As far as how I am doing with his deployment, well some days are easier than others. Everyday I sign on line and wait for my little yahoo thing to pop up and say you have one new message. When it doesn't I get disappointed. When it does, I get a smile on my face and when it is from him that smile gets even bigger, but when it isn't him I get annoyed with whoever it is from because they just got my hopes up for nothing. Sometimes I get really lonely though. And I will start getting teary eyed for what seems like ridiculous reasons. Like the other day at work this girl would not stop talking about her and her boyfriend and then he came and picked her up from work for lunch. That made me sad. Whenever Danny came up to Missouri to see me he would pick me up from work and take me to lunch. Then I started thinking about that more and more and I got upset. I know in my head not to dwell on things like that but I can't help it. Another instance was the other day Danny called me and I missed his call. I had my phone in my hand when it went to the answering machine. I was actually at my orchestra's Christmas party. I was hoping it wasn't him but I listened to my voicemail and found out it was. I got very upset. But I made myself not cry because I realized that would make everyone feel awkward. I immediately called his parents' house though hoping he called them and I could tell them to have him call me. But they weren't home. In the next email I wrote him I told him to call back anytime I don't answer the first time. I am not doing so bad though. I am staying away from romantic movies and situations where there will be a lot of couples.

Friday, December 16, 2005

He has been gone for ten days now and some things are just now starting to sink in. He's my best friend and I miss being able to talk to him about anything and everything. I don't really have someone to talk to here. When I get sad and miss him a lot I don't know who to talk to. My family and friends really don't understand. They know why I am sad but their standing is pretty much that my situation sucks and they would hate to be in it.
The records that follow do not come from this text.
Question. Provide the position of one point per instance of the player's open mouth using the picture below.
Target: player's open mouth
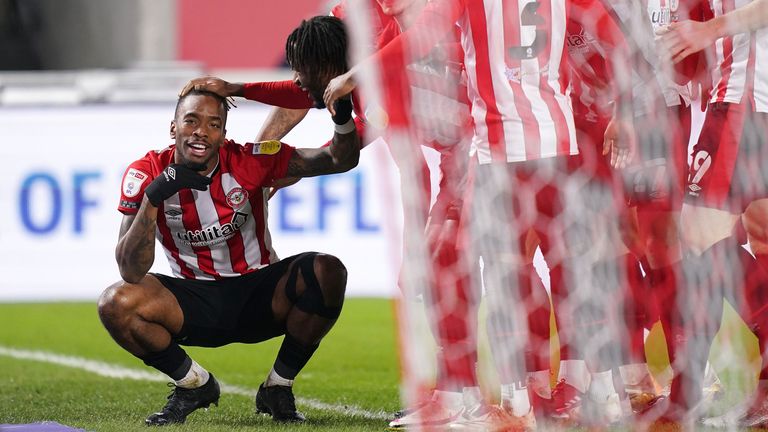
(197, 149)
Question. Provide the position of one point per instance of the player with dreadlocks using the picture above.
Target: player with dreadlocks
(452, 309)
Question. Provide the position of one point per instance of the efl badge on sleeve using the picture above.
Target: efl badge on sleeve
(237, 197)
(132, 182)
(266, 147)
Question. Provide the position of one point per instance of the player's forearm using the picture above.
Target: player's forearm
(279, 122)
(750, 17)
(345, 147)
(135, 252)
(284, 94)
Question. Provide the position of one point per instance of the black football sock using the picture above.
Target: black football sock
(292, 357)
(172, 361)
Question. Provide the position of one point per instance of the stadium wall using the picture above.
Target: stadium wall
(63, 167)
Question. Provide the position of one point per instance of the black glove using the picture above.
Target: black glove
(174, 178)
(343, 110)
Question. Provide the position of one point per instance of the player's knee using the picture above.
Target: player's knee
(118, 302)
(332, 277)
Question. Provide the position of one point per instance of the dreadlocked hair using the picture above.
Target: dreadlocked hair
(318, 46)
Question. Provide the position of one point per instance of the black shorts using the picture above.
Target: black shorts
(657, 179)
(237, 309)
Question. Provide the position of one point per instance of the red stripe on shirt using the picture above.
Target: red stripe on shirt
(170, 246)
(235, 243)
(496, 140)
(547, 92)
(726, 66)
(191, 221)
(749, 91)
(512, 38)
(257, 207)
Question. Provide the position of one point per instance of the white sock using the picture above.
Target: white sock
(575, 373)
(449, 399)
(539, 382)
(196, 376)
(633, 374)
(515, 398)
(471, 397)
(601, 386)
(710, 375)
(274, 379)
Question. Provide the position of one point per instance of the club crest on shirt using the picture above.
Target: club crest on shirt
(237, 197)
(266, 147)
(132, 182)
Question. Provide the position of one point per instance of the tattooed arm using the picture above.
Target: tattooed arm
(135, 250)
(342, 155)
(279, 122)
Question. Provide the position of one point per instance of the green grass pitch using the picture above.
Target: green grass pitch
(351, 384)
(355, 366)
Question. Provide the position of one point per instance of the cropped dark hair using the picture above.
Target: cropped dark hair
(318, 46)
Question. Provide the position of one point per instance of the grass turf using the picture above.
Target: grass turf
(356, 366)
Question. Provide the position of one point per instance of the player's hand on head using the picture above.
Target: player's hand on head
(619, 142)
(174, 178)
(337, 88)
(212, 84)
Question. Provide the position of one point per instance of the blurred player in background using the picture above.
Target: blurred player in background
(727, 185)
(523, 134)
(204, 199)
(443, 124)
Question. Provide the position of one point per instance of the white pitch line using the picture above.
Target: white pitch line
(115, 371)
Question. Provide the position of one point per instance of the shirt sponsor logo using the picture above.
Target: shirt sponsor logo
(267, 147)
(660, 17)
(215, 234)
(129, 204)
(581, 42)
(237, 197)
(132, 182)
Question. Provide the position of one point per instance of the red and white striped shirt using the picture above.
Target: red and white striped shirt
(222, 231)
(516, 63)
(741, 75)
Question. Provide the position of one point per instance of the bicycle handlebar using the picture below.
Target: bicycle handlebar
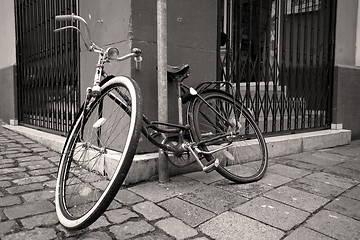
(136, 52)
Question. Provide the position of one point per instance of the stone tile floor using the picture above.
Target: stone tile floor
(313, 195)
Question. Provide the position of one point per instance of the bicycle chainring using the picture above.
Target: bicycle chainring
(178, 158)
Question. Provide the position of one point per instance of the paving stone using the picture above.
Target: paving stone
(9, 201)
(114, 205)
(205, 177)
(288, 171)
(39, 149)
(350, 151)
(187, 212)
(46, 171)
(150, 211)
(94, 236)
(50, 184)
(8, 152)
(24, 210)
(8, 227)
(131, 229)
(180, 185)
(156, 236)
(320, 158)
(273, 213)
(50, 154)
(2, 215)
(306, 233)
(36, 234)
(40, 220)
(331, 179)
(304, 165)
(152, 191)
(24, 188)
(127, 197)
(64, 233)
(344, 172)
(6, 161)
(30, 158)
(352, 164)
(345, 206)
(8, 165)
(317, 188)
(176, 228)
(120, 215)
(33, 165)
(4, 184)
(100, 222)
(296, 198)
(29, 180)
(17, 155)
(334, 225)
(353, 193)
(12, 170)
(248, 190)
(274, 180)
(213, 199)
(15, 175)
(231, 225)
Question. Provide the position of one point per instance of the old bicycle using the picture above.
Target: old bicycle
(219, 133)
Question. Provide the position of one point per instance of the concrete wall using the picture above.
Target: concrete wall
(192, 36)
(346, 108)
(346, 28)
(7, 61)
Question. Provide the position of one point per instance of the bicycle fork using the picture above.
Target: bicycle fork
(196, 152)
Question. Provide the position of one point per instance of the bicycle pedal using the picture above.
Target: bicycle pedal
(211, 167)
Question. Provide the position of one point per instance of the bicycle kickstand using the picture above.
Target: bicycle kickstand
(208, 167)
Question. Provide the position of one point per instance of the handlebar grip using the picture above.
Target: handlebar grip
(138, 61)
(64, 17)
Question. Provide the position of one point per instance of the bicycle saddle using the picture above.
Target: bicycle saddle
(180, 72)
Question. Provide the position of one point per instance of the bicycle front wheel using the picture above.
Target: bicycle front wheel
(226, 131)
(98, 153)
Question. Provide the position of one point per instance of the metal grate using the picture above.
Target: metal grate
(280, 56)
(47, 65)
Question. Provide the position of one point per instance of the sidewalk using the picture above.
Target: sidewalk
(313, 195)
I really do fine usually but everyday I see something that reminds me of him and makes me sad. The other day my friends took me out to Wild Country. I thought it would be good to get out and I figured I wouldn't get upset because how much guy and girl dancing is there if it is line dancing? Well, the minute I got there they did like 3 or 4 slow songs. I ended up crying. I saw these happy couples together and it made me miss him so much. Am I always going to feel like this? I know I will always miss him, but will I always be this emotional to where I hate watching romantic movies and seeing couples together upsets me?

Thursday, December 08, 2005

I guess my first post should be the story of Danny (my fiance) and I. Well I have known him my whole life. Literally since I was a baby, we actually have a video of my third his fifth birthday party at Chuckie Cheese. Anyway, my dad and his dad are best friends and my dad always used to say, "I would not mind if one of you girls (meaning me or one of my three sisters) married one of those boys." Well to everyone's shock 15 months ago Danny and I got together. And then just three months ago he asked me to marry him and three days ago he left for Iraq. A while before he left I found other women's blog sites about their men being deployed and I thought it was cool how everyone supported one another. We can all relate to each other.

Right now I am trying to get through finals week at my college which is even harder considering he just left. I am so distracted. Last night I slept with my cell phone in my hand because he said he would try to call me from Ireland. Well he never did and I understand but it still sucks. I have no idea where he is right now though and I wish I did. Even before he left I only got to see him about once a month because he was stationed in Texas and his family and I live in Missouri but he called me every night and usually all day long we would text message each other while he was at work and I was in school. So now I email him when I have time but I don't think he can check his email yet. I really have no idea at all what he can and can't do right now.